The key improvement is that the automation is shaped around the real release artifacts, not a generic test plan template. This kind of work fails when the output is too vague to paste into the release docs or too detached from ticket metadata. This one is useful because it speaks in the same fields the release process already uses.
eval runner
Another kind of automation is not a scheduled job, but a repeatable eval pipeline. It can collect system metadata, execution plans, runtime stats and model prompts from a live environment without making an LLM call, then run the collected prompts locally and judge the results afterward.
This matters because a lot of recommendation tuning is otherwise hidden inside expensive runs that are hard to replay. Splitting collection from judgment gives me reviewable artifacts for each case: what the input was, what the system observed, what the model was asked, what it recommended and whether the judge agreed. That turns prompt and threshold tuning from a vibes exercise into something I can diff.
learning proposals with a brake
The newest layer is learning from completed work, but with a hard brake. I do not want an agent quietly rewriting its own instructions in the background. The workflow now produces learning proposals that need review: JSON changes that can patch a skill, add a support file, create a new skill or update an agent instruction, but only after validation, rendered diff review and an explicit apply step.

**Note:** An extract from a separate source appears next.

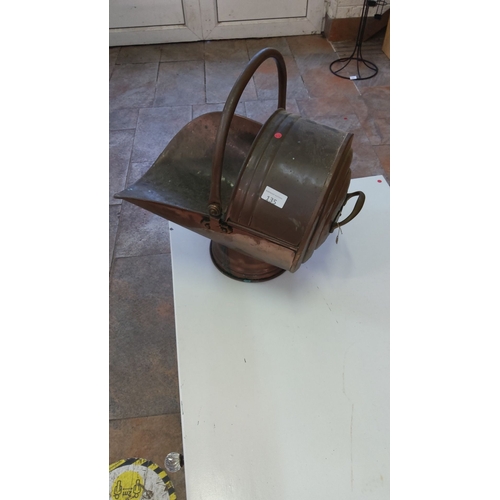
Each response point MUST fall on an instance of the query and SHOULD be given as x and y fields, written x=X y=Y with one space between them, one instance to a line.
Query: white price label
x=274 y=197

That is the version of this learning loop I can trust. The automation captures durable lessons from real tasks, but it keeps the write boundary visible. If a workflow correction is worth preserving, it becomes a proposal with evidence and validation commands, not a mysterious mutation to the tool I depend on.
What changed since the first version
The first set of automations mostly reduced daily context reconstruction. The newer set is more about keeping loops from decaying while I am focused somewhere else.
There are now three categories:
- Attention filters: priority selection, Slack digests, hourly question sweeps.
- Artifact keepers: standup notes, project docs, runbooks, release readiness rows.
- Review and validation loops: PR monitors, eval runners, release planners, learning proposals.
That distinction matters because not every chore wants the same level of autonomy. Slack answers should be drafted to me. Runbooks can be edited if evidence is strong. PR monitors can push small targeted fixes but should not resolve review comments. Learning proposals can suggest changes but should not apply them silently.
The pattern is still the same as before: useful automation is not one giant assistant. It is a collection of small, opinionated loops with enough context to remove the boring part and enough restraint to leave the judgment where it belongs.
What I actually got back
None of these are doing the interesting part of my job, which is still writing code, reading code and debugging weird behavior. What I got back is the thirty to ninety minutes a day I used to spend reconstructing context: which threads need a reply, which tickets I was supposed to move, which branches have drifted. Most of that is handled before I sit down now. The AI automation that actually works isn’t the one that sounds smart in a demo, it’s the one that’s small enough to trust, specific enough to run on autopilot and tied tightly enough to an existing chore that you reach for it without thinking.
I’ll keep adding to this post as I build more.